Privacy not a fundamental right, cannot be invoked to scrap Aadhaar: Centre tells SC

The Centre on Wednesday told the Supreme Court that the right to privacy is not a fundamental right, adding that it cannot be invoked to scrap the Aadhar scheme.

hidden July 23, 2015 09:39:10 IST
Privacy not a fundamental right, cannot be invoked to scrap Aadhaar: Centre tells SC

New Delhi: The Centre on Wednesday told the Supreme Court that the right to privacy is not a fundamental right under the Constitution, adding that it cannot be invoked to scrap the Aadhar scheme.

A day after it told the apex court that it would be too late to scrap the Aadhar scheme, the Centre said that a "fool proof" system would be in place for the implementation of this welfare programme.

Privacy not a fundamental right cannot be invoked to scrap Aadhaar Centre tells SC

Supreme Court. Image courtesy- Reuters

"Right to privacy is not a fundamental right under our Constitution. It flows from one right to another right. Constitution makers did not intend to make right to privacy a fundamental right... so these petitions under Article 32 should be dismissed," Attorney General Mukul Rohatgi submitted before a bench headed by  Justice J Chelameswar which during the course of hearing said, "We are inclined to refer it to the larger Constitution
bench".

Rohatgi was countering the contention that the scheme of Aadhar based on collecting personal data violates the citizens right to privacy. "Right to privacy is not absolute and is subject to restrictions," he said.

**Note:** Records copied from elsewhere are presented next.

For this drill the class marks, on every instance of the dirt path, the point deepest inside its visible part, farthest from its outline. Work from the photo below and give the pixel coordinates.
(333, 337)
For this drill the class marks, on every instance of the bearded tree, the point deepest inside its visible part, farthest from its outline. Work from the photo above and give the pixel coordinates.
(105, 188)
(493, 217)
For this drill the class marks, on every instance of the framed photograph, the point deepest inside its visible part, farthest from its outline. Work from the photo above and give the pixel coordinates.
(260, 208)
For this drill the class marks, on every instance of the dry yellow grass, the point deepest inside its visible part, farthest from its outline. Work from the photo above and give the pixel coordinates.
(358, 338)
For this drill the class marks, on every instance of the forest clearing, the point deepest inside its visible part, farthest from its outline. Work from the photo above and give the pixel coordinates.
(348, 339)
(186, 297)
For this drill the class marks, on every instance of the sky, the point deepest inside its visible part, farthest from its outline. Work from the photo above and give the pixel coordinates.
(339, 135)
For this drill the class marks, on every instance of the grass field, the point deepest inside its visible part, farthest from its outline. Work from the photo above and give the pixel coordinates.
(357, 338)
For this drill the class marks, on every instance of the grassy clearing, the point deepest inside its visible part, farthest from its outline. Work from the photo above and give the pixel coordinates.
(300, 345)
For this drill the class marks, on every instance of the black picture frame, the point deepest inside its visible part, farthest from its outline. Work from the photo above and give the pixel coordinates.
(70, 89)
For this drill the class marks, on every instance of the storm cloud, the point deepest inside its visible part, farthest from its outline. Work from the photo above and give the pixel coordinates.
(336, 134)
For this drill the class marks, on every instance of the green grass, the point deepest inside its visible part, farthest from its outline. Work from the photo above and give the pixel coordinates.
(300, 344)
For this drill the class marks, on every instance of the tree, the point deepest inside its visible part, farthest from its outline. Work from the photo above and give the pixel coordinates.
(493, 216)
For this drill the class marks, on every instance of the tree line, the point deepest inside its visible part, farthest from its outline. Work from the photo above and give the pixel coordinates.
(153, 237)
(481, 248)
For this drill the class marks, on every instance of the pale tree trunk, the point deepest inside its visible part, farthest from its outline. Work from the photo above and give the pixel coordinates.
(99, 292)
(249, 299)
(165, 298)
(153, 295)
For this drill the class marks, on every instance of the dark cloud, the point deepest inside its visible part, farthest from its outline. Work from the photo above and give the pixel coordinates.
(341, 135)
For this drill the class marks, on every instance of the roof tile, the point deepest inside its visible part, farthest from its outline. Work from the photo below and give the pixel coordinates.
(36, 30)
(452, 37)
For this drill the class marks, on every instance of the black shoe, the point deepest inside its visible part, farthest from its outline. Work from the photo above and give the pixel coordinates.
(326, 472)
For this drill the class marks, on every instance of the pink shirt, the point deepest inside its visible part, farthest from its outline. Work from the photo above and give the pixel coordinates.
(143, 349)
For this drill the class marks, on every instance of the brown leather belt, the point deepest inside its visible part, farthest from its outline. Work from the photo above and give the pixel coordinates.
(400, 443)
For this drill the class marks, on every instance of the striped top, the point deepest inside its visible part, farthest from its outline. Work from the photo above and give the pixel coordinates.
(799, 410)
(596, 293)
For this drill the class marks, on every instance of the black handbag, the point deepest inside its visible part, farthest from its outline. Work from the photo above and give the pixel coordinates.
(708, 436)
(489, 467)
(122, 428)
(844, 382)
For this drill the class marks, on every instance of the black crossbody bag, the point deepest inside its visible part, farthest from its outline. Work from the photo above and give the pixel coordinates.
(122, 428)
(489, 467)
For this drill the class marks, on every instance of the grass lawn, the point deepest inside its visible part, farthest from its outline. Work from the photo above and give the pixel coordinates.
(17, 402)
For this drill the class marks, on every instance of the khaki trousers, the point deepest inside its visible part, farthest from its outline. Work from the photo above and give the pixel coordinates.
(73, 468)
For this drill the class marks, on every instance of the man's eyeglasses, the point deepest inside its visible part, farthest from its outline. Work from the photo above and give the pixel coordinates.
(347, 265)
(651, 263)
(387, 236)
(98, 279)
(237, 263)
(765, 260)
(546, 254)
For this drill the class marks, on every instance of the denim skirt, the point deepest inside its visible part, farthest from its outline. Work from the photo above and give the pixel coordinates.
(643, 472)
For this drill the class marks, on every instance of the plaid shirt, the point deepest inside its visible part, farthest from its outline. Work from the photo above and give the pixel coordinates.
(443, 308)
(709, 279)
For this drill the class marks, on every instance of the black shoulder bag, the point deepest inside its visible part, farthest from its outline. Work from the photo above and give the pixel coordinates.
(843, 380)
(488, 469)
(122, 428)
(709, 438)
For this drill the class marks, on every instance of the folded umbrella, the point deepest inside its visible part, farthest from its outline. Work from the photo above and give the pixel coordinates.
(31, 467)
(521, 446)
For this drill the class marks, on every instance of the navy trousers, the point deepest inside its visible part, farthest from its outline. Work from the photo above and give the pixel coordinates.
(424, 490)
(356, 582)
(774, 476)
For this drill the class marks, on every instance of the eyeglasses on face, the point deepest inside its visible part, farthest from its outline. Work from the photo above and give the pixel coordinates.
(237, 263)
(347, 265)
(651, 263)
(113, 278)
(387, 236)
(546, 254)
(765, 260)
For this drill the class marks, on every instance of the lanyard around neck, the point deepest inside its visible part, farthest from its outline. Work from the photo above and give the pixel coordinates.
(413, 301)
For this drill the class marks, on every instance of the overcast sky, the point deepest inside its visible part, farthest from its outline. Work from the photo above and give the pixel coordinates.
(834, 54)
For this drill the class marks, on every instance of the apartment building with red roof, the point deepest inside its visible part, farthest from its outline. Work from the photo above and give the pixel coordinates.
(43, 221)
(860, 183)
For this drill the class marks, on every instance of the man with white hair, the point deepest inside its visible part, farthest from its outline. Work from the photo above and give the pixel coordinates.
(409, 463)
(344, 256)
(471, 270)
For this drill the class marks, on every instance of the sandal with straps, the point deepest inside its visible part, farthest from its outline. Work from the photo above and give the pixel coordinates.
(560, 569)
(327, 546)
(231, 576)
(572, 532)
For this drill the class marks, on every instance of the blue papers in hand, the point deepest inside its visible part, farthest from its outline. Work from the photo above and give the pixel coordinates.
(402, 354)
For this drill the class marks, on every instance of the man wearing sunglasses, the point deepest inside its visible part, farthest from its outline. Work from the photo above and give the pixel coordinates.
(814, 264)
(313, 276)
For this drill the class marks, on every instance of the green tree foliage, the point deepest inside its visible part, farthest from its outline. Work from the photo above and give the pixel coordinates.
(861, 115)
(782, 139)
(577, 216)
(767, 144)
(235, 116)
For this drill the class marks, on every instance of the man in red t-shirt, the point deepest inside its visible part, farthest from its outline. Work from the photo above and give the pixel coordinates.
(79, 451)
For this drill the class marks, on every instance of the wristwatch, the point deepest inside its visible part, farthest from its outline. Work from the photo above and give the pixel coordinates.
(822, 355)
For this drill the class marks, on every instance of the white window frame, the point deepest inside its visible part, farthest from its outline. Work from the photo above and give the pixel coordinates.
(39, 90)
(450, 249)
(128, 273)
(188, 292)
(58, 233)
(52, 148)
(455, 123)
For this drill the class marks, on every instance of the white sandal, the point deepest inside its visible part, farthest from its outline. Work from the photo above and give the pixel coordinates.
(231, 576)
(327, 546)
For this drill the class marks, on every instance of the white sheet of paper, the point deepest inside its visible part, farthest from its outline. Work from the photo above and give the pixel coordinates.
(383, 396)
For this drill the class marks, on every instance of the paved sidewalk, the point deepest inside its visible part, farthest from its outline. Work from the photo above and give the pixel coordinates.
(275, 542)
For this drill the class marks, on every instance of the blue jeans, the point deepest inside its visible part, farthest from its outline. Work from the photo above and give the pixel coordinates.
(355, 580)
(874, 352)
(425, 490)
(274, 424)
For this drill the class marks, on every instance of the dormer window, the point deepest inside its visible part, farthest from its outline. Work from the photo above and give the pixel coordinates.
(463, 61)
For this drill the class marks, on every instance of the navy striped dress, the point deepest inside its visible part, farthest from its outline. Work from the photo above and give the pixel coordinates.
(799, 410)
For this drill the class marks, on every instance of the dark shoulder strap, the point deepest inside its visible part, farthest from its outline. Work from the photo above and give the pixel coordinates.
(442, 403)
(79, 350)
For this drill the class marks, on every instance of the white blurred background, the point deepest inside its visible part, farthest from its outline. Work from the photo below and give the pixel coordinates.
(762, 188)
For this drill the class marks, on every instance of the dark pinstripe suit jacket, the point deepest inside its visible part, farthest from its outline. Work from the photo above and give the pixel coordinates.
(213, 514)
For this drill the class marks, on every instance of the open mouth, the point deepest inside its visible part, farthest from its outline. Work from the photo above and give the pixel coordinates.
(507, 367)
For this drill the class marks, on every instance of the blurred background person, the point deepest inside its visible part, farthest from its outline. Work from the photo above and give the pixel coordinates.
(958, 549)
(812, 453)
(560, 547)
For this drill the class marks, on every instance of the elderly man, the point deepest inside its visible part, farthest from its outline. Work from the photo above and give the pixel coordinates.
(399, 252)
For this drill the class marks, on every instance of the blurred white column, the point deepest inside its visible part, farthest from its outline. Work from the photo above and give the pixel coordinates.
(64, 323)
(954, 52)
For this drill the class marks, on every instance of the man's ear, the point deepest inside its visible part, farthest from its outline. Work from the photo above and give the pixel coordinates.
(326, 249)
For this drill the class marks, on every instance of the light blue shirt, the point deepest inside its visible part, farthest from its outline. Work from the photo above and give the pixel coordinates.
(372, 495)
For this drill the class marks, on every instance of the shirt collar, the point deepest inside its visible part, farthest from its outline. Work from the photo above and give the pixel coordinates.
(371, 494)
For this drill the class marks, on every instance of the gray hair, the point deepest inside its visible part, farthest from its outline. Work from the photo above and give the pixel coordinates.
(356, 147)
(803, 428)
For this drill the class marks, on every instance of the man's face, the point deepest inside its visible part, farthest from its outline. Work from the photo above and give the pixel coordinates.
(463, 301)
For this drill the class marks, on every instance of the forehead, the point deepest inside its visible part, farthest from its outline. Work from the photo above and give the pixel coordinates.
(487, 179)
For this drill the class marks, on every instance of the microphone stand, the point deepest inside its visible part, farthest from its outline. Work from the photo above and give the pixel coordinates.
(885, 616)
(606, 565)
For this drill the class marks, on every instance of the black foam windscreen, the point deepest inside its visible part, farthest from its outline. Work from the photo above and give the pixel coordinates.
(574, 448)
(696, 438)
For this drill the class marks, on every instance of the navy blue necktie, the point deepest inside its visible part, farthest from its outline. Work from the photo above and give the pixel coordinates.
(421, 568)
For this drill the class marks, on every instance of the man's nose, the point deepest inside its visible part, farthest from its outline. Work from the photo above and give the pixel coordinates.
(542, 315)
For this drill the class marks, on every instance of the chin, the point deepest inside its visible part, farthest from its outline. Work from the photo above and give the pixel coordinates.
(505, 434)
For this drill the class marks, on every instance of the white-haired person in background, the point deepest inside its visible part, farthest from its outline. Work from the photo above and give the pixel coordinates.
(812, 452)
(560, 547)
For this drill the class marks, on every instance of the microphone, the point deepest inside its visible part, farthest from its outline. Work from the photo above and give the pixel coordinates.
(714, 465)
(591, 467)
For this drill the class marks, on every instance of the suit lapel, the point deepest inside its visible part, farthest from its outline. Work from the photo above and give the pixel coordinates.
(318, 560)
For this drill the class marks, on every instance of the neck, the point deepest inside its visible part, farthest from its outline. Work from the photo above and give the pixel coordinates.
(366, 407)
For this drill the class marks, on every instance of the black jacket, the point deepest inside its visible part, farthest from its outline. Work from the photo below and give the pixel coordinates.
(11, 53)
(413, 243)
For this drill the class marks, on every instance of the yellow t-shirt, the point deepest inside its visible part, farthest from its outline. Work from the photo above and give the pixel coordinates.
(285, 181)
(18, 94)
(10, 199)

The Attorney General said the plea for scrapping the Aadhar scheme on the ground there is violation of the right to privacy cannot be allowed.
The AG said the question of any violation does not arise when it is not exist as a fundamental right and asked the court to refer the case to a five-judge Constitution bench to decide whether it can be declared as such.

"We are formulating a fool proof system," he submitted before the bench, also comprising Justice S A Bobde and C Nagappan, which asked if "a person would bargain his fundamental right to privacy to get a fundamental right of food".

Rohatgi said that there is a "clear divergence of opinion" on the right to privacy and "a classic case of unclear position of law". Further, he said the makers of the Constitution also did not intend to make it a fundamental right, referring to apex court judgements in this regard.

The court was hearing a batch of pleas against the decisions of some states to make Aadhaar cards compulsory for a range of activities including salary, PF disbursements and marriage and property registration.